Scientists are going to use the moon as a giant particle detector




What is the Moon? In addition to the impact on the earth tides and inspiration of poets, lighting your way at night and Neil Armstrong providing spaces for walking, for what else you can use the moon? If you ask scientists from the University of Southampton, they will tell you that the satellite of our planet can be used as huge particle detector. Radio telescopes “square kilometer lattice» (SKA) scientists are going to use the mass of the satellite to search for cosmic rays of ultrahigh-energy (UHE).

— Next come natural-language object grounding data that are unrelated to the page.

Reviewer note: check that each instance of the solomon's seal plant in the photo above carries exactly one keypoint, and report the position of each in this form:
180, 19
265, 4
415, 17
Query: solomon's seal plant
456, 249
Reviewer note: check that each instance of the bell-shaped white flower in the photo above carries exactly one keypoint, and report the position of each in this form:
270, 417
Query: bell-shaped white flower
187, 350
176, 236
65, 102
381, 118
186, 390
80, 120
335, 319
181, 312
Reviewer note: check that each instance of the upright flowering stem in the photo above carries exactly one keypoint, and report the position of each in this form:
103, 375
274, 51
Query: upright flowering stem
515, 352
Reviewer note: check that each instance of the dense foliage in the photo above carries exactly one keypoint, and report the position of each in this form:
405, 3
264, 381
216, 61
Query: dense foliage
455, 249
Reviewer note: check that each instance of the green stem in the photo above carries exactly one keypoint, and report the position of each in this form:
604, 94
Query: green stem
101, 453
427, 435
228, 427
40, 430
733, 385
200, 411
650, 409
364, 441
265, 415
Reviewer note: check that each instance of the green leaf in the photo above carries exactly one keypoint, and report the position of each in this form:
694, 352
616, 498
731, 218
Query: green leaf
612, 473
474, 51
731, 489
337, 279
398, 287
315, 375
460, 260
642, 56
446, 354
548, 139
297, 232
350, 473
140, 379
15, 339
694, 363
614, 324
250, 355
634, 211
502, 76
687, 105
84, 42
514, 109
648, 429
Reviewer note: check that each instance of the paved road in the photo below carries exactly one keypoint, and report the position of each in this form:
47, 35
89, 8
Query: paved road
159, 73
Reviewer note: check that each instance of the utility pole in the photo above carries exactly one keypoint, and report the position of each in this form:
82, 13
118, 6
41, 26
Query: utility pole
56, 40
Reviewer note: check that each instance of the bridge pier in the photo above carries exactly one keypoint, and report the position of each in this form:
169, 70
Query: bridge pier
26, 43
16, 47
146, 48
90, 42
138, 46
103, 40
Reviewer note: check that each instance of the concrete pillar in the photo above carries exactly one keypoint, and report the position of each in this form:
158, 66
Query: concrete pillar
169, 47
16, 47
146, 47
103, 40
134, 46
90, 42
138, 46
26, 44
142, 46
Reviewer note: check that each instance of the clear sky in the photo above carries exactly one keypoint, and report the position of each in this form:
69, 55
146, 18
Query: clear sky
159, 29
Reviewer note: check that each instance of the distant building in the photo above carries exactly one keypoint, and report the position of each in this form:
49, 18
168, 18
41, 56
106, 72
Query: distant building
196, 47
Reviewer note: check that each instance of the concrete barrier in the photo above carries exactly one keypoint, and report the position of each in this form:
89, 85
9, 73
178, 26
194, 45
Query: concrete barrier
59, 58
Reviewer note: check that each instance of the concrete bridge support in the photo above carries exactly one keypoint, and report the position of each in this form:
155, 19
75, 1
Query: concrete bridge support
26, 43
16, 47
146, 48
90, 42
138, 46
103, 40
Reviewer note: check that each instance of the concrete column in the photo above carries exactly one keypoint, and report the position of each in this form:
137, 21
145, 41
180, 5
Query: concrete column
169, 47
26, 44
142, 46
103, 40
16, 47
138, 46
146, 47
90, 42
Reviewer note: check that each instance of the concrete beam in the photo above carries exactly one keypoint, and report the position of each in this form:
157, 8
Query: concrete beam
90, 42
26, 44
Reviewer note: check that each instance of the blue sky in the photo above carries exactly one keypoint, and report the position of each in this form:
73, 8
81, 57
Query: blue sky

Despite the very serious advancement of science in the last century, in the universe there is still a lot of interesting puzzles that we have yet to unravel. One of these puzzles are cosmic particles of ultrahigh energies. Particles that form the streams of ultrahigh-energy have kinetic energy, which is several orders of magnitude higher than that of other cosmic-ray particles, and is more than 1018 eV (electron volts). Discovered in 1991 by a particle, later dubbed the “God particle”, had an energy of 3 × 1020 eV, which is the equivalent of a baseball flying at a speed of 100 km / h – a crazy amount of energy to subatomic particles. According to scientists, these cosmic particles must be relatively young, otherwise they would dissipate energy along with a scattering of photons. That is why the solution to this issue is the most important for modern cosmology.

From the words of the team of scientists from Southampton, the particles of ultrahigh energies are incredibly rare and difficult to find. They were discovered when they hit the upper atmosphere, where they are faced with atoms and scattered in the nanosecond energy flux of radio emission. As you might guess, in the presence of particles of ultrahigh energy flow at a rate of one particle per square kilometer per century scientists rather difficult to work with, simply because the working material is in a catastrophic deficit.

Scientists have attempted to solve this problem by using larger detectors, such as an array of telescopes located in the territory of 3,000 square kilometers in the Observatory Pierre Auger, located in Argentina. But the team came up from Southampton to use something better. As an object for collision with these cosmic particles scientists want to use the moon.

Once cosmic particles hit on an area of ​​19 million square kilometers towards the ground side, they will create emission of radio waves, which can detect a huge, occupying a total of 33 000 square kilometers of South Africa and Australia array of telescopes “square kilometer grid”. This will actually make the moon the biggest in the history of reflecting telescope, while the “square kilometer lattice” will serve as a scholar of the eyepiece.

After the start of this great work of Southampton scientists expect to find about 165 radiation events ultrahigh-energy particles that are much larger than 15 observations of similar events that have occurred this year.

“Cosmic radiation similar amount of energy so rare that you need to have an incredibly large detector to collect the required amount of material to study. Moon in this plan will overshadow the power and size of any of the currently created detectors “- says Justine Bray, a scientist from the Department of Space Magnetism at the University of Southampton.

“If we will make it all work, then we will have the unique chance to learn about where these particles appear.”